Does your kernel command line look similar to the above?

Comment 5 IBM Bug Proxy 2011-10-18 19:40:43 UTC
------- Comment From kravetz.com 2011-10-18 15:36 EDT-------
The command line on our system did not contain "pci=nocrs" or "radeon.modeset=0".  After adding these arguments, we were able to boot MRG 2.0 kernels (well at least 74).

Did we miss the mention of these arguments in some release notes or other documentation?

Comment 6 Clark Williams 2011-10-18 19:59:39 UTC
the pci=nocrs argument was in the release notes (along with radeon.hw_i2c=0):

http://docs.redhat.com/docs/en-US/Red_Hat_Enterprise_MRG/2/html-single/MRG_Release_Notes/index.html#chap-MRG_Release_Notes-RT

I suspect that pci=nocrs is the key here.

Comment 7 IBM Bug Proxy 2011-10-18 20:00:34 UTC
------- Comment From kravetz.com 2011-10-18 15:58 EDT-------
They are documented in:
http://docs.redhat.com/docs/en-US/Red_Hat_Enterprise_MRG/2/pdf/MRG_Release_Notes/Red_Hat_Enterprise_MRG-2-MRG_Release_Notes-en-US.pdf

Comment 8 IBM Bug Proxy 2011-10-18 20:20:34 UTC
------- Comment From kravetz.com 2011-10-18 16:13 EDT-------
We did not read the release notes.  However, upon closer examination the notes say to add "pci=use_crs", and we can not find mention of "pci=nocrs".

Comment 9 IBM Bug Proxy 2011-10-18 21:20:36 UTC
------- Comment From niv.com 2011-10-18 17:11 EDT-------
I had skimmed the release notes (this is quite a while back now). Nothing I saw had jumped out at me as an urgent or needed item, somehow. I didn't get a "do this else your system will not boot".

I'd recommend clarifying the documentation to correct the parameter setting needed (nocrs?) at the very least.

------- Comment From niv.com 2011-10-18 17:19 EDT-------
Lowering priority due to workaround via boot params.
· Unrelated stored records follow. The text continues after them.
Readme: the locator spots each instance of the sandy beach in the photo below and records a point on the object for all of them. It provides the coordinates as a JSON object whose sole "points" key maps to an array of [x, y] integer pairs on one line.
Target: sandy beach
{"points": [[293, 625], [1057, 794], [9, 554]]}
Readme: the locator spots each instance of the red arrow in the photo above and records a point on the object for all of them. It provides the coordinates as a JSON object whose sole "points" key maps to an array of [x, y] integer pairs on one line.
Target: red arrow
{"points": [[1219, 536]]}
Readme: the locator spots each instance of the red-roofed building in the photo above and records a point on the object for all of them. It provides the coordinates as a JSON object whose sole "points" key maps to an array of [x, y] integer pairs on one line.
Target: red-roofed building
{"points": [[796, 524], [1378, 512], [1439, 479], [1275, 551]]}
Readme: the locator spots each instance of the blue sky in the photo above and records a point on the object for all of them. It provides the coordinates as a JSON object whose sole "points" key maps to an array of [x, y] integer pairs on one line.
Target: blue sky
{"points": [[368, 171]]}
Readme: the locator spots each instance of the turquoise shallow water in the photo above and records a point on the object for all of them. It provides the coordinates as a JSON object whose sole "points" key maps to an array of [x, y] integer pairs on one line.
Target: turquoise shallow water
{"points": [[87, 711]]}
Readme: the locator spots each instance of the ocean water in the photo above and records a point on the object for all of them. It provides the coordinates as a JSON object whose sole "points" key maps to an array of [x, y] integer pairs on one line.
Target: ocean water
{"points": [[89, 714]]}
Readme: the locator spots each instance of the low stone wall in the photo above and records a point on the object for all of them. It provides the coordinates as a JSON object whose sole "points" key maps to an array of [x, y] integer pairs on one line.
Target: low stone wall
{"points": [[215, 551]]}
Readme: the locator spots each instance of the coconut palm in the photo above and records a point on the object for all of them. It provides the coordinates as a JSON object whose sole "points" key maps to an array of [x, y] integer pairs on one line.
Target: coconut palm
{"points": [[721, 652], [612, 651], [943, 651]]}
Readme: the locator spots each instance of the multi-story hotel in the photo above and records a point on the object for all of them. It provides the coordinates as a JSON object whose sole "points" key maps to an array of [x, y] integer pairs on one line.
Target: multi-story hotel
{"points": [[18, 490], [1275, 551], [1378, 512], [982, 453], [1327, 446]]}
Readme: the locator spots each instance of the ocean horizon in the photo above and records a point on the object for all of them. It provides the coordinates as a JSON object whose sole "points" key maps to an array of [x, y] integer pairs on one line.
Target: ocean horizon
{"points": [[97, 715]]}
Comment 10 IBM Bug Proxy 2011-10-21 17:40:53 UTC
Created attachment 529544 [details]
HS20 boot hang with pci=nocrs radeon.modeset=0


------- Comment on attachment From pc.com 2011-10-21 13:34 EDT-------


I just hit this problem on an HS20.  Adding "pci=nocrs" and "radeon.modeset=0" (I don't see either in the release notes) seems to get further, but it panics, oops, or hangs later on in the boot...attaching a boot log.

Comment 11 IBM Bug Proxy 2011-10-21 19:20:38 UTC
------- Comment From pc.com 2011-10-21 15:13 EDT-------
(In reply to comment #27)
> I just hit this problem on an HS20.  Adding "pci=nocrs" and "radeon.modeset=0"
> (I don't see either in the release notes) seems to get further, but it panics,
> oops, or hangs later on in the boot...attaching a boot log.

I posted this too soon.  As will be obvious in the attachment, I was running the .67 kernel.  I've updated to the .75 kernel, and the HS20 has booted successfully..

Comment 12 Clark Williams 2011-11-07 16:39:22 UTC
Closing as working in the current release

Comment 13 Clark Williams 2011-11-07 20:14:11 UTC
reopening to look at adding quirk to deal with HS21 on boot with 2.0 kernel

Comment 14 Clark Williams 2011-11-07 21:52:19 UTC
Created attachment 532141 [details]
proposed quirk for HS21 boot issue

the attached patch has not been tested, it is only provided to illustrate how we can catch that we're booting on an HS21 and automagically set pci=nocrs. I know that there is further testing going on so will hold off on adding this patch to the kernel until I hear more about whether it's always needed, whether it's HS21 and not HS21xm, etc.

Comment 15 IBM Bug Proxy 2012-02-21 21:09:50 UTC
------- Comment From niv.com 2012-02-21 15:50 EDT-------
Will see if we can retest on the MRG 2.0 testing train later this week.

Comment 16 IBM Bug Proxy 2012-02-27 20:00:39 UTC
------- Comment From niv.com 2012-02-27 14:56 EDT-------
Just wanted to confirm with Clark if there is going to be a MRG 2.0 errata kernel. If there is not, we should close this as WILLNOTFIX.

Comment 17 Clark Williams 2012-02-28 16:39:05 UTC
We have no plans to fix this in the 2.6.33.7 kernel.

Just confirmed that the 3.0.x rt kernel series boots properly with any combination of radeon.modeset=0 and pci=nocrs on an hs21xm blade. 

Closing this as WONTFIX

Comment 18 IBM Bug Proxy 2012-03-01 00:40:35 UTC
------- Comment From niv.com 2012-02-29 19:33 EDT-------
Clark,

Closing this from our end as well. The only thing we'll do is make sure the future documentation is right on MRG 2.2. If it's not, we'll open a new bug.